The building of the stone walls
The outer walls of the Dutch Trading Post are all made of stone. The sandstone blocks were quarried with a size of 60x30x15cm and weigh approximately 60kg each. About 21,000 blocks were used to build the stone walls. After the stone walls were finished the whole wall was covered with plaster, except the part that has deliberately been left open to show visitors the technique used on the walls.
The Japanese architectural techniques used for the roof
Approximately 25,000 flat and round tiles were used for the building’s roof; the total weight is estimated to be 50 ton. In order to support this weight a lot of wooden material was used in the complicated structure of the roof frame. While it is western style architecture, Japanese techniques were used for the delicate construction of the wooden beams and the tile-roofing. It tells the story of the many carpenters that worked here to build the Trading Post back in the early 1700’s.
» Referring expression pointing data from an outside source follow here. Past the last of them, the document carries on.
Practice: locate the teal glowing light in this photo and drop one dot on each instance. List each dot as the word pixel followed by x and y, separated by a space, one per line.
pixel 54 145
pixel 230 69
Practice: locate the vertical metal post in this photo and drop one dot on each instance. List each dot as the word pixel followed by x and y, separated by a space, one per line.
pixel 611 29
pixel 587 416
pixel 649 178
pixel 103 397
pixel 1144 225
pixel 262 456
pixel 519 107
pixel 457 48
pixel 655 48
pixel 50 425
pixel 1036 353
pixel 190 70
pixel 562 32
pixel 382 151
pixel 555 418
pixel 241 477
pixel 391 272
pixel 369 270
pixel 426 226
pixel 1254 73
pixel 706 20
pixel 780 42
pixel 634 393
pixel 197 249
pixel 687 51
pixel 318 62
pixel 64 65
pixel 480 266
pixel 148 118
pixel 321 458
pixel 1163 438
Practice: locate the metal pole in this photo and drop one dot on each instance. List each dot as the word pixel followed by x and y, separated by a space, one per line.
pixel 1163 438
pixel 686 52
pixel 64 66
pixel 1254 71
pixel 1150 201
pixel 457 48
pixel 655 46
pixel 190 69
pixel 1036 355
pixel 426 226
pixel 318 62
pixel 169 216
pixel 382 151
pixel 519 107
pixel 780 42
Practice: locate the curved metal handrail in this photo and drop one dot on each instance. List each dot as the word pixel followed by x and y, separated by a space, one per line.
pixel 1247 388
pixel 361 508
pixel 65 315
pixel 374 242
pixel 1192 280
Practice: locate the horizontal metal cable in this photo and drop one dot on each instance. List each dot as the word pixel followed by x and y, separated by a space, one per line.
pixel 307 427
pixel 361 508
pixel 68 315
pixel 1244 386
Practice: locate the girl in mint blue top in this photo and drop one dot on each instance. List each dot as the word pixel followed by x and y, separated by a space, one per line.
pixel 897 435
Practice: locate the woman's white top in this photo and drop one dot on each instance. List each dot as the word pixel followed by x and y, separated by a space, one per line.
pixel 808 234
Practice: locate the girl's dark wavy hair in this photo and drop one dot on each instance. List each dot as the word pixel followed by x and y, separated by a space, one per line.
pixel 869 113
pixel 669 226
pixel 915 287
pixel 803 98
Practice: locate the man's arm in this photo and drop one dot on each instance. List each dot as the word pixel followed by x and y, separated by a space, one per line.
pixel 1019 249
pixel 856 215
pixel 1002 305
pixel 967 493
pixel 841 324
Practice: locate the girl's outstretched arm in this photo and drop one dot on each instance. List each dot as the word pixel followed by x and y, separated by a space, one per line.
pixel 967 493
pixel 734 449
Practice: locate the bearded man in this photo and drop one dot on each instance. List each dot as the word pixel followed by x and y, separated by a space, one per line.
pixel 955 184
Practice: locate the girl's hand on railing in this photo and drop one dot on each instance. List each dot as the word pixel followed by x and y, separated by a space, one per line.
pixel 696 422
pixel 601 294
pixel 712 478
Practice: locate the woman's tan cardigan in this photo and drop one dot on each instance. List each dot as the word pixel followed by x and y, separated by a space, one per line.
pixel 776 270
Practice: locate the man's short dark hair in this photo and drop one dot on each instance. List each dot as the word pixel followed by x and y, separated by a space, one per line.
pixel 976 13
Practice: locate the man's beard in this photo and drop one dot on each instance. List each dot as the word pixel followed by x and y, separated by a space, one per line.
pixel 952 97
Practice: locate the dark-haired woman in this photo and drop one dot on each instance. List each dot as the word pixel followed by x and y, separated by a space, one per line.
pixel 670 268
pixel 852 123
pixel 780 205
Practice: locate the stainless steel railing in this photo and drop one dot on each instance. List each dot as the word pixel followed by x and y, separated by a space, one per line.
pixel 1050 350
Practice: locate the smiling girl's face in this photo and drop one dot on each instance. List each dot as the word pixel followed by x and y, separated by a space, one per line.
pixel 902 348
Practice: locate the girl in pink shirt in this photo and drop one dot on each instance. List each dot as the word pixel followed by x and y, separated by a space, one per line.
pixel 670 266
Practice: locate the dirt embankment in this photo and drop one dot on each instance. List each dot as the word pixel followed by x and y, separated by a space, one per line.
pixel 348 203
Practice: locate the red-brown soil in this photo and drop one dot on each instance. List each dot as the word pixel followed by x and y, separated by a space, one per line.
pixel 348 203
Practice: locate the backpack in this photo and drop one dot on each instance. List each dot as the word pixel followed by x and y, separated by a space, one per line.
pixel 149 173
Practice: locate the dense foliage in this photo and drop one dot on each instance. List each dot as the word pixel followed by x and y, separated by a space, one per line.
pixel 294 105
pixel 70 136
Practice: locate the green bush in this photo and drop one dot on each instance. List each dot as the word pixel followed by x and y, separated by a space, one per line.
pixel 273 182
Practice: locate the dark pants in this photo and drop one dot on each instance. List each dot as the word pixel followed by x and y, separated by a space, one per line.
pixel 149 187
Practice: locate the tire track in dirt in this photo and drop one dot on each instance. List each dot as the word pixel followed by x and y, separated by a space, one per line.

The aligned pillars in the centre of the building
The grand pillars aligned on the first and second floor can be considered the foundation of the Trading Post. Each square pillar is about 50 cm wide. The first floor counts 11 pillars, while the second floor counts 10 pillars. It is one of the characteristics often seen in similar buildings in the Netherlands. 700 year old trees were used for the huge wooden pillars.
The arched gate: the work of artisans
The arched entrance of the Trading Post is perfectly balanced, built with 15 precise quarried blocks on both the left and right side. Within the arch a 10cm thick and 120kg weighting wooden door is installed.
Logo of the Trading Post [1639 VOC]
This decorative stone, 45cm in height and 136cm in width, became the symbol of the Hirado Dutch Trading Post. The year 1639 was the year the original warehouse was constructed. The stone was applied to the outer wall of the front of the building. It is the logo which lead to the demolition of the warehouse and the forced move to Nagasaki.